Wednesday 15 February 2023

The Tender Bar (George Clooney, 2021)

JR (Tye Sheridan) lives with his single mother (Lily Rabe) and her family.

His DJ father (Max Martini) abandoned the family a long time ago, and JR’s only knowledge of him comes from listening to his father’s programme on the radio.


JR’s uncle Charlie (Ben Affleck) becomes a mentor to the young man as he grows up - from university, to first love, to figuring out what he wants to do as a writer.



Finally, I have reached the end of this miniseries.


George Clooney is a great movie star. 


He is not a great director. A real revelation, I know.


This movie looks like a movie and sounds like a movie - I have to give Clooney credit for choosing solid collaborators.


But the movie is fundamentally inert.


And despite multiple attempts, Clooney still cannot figure out the tone.


The Tender Bar is meant to be a comedy-drama, but when funny moments happen, they feel jolting - like they are in a different movie: the crash zoom to Dwellings magazine; the cutaway to JR crying in the rain after he lies to his uncle.


It is shocking that an actor whose persona is so built on humour is unable to apply it to his own work.


A deeper issue is that it is almost impossible to figure out what made this project special.

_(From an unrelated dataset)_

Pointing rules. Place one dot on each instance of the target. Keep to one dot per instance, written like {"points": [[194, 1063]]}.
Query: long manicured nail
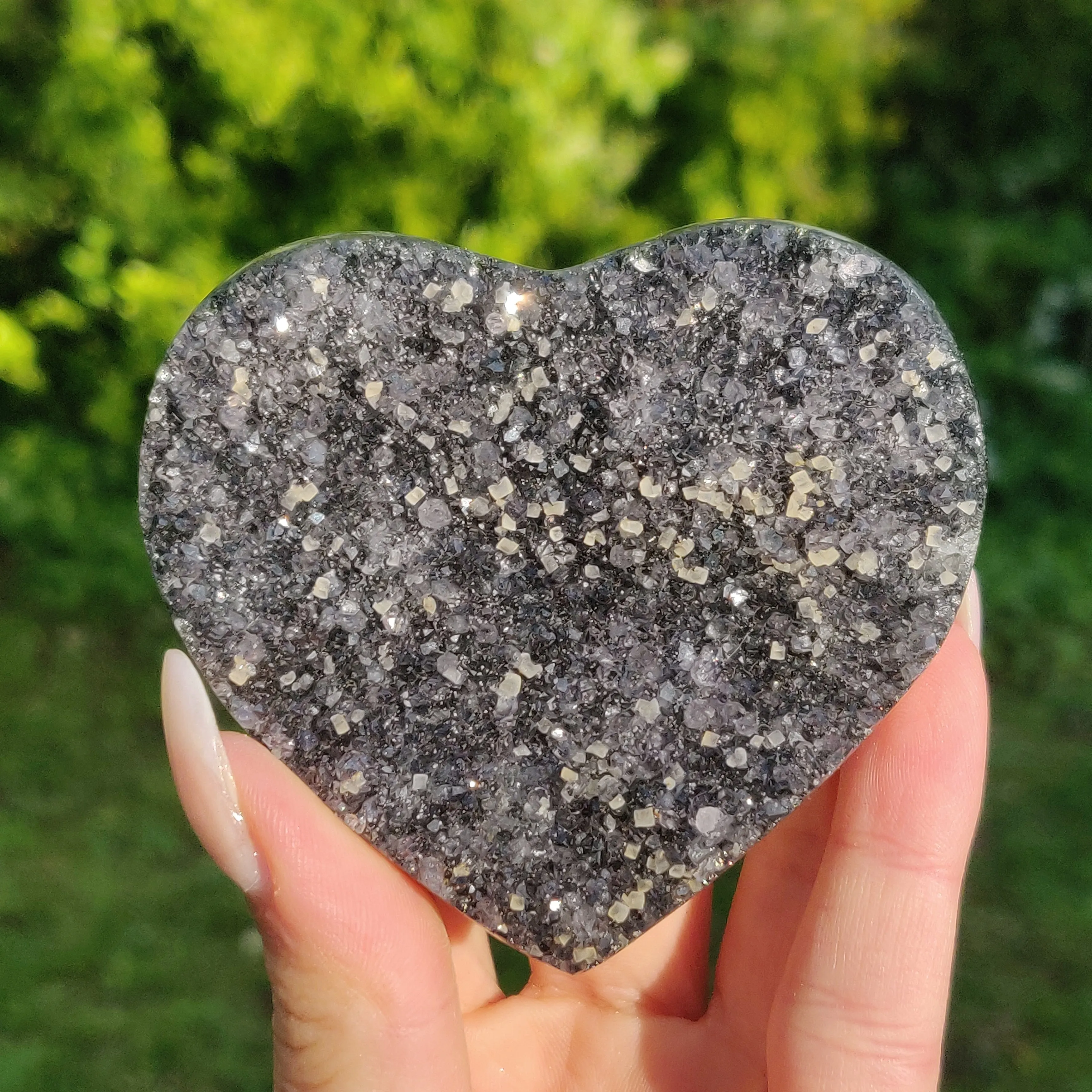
{"points": [[203, 776], [970, 611]]}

I have not read The Tender Bar. It is a memoir, so I am guessing there is a lot of material that is taken from J. R. Moehringer’s life.


But the problem with this movie is that nothing about it feels original - the first love, a writer looking for a theme that coincides with their search for meaning in their life; the  wise mentor who offers advice…


This has all been done before, and with more of a sense of consequences.


JR is shown drinking once or twice, but it does not seem to impede his trajectory. The movie avoids showing a real low point for the character. 


You leave the movie wondering what hardship has JR gone through that a thousand kids in coming-of-age movies have not already?



He does not go through anything, and he does not learn anything that was not blindingly obvious.


What is annoying about the movie is how committed it is to delivering such uninspired material, and with no subtlety or sense of subtext.


The end of the movie involves a standoff between JR and his father in which his father literally points out that it looks like JR has had a “breakthrough” and asks him what he is going to do without the “bad guy” in his life.


The acting is good - Affleck in particular - but none of it sticks.


And that is the biggest revelation I have had from George Clooney the director - he is bland.


Aside from Suburbicon, Clooney seems to be incapable of swinging for the fences. He has no wild undercurrents or obsessions that could give his work specificity - or at least contradiction. And despite his interest in world affairs, his work betrays no sense of that broader context, or any solid stances on issues.


While his desire to keep working behind the camera is laudable, George Clooney has yet to find a specific lane as a filmmaker.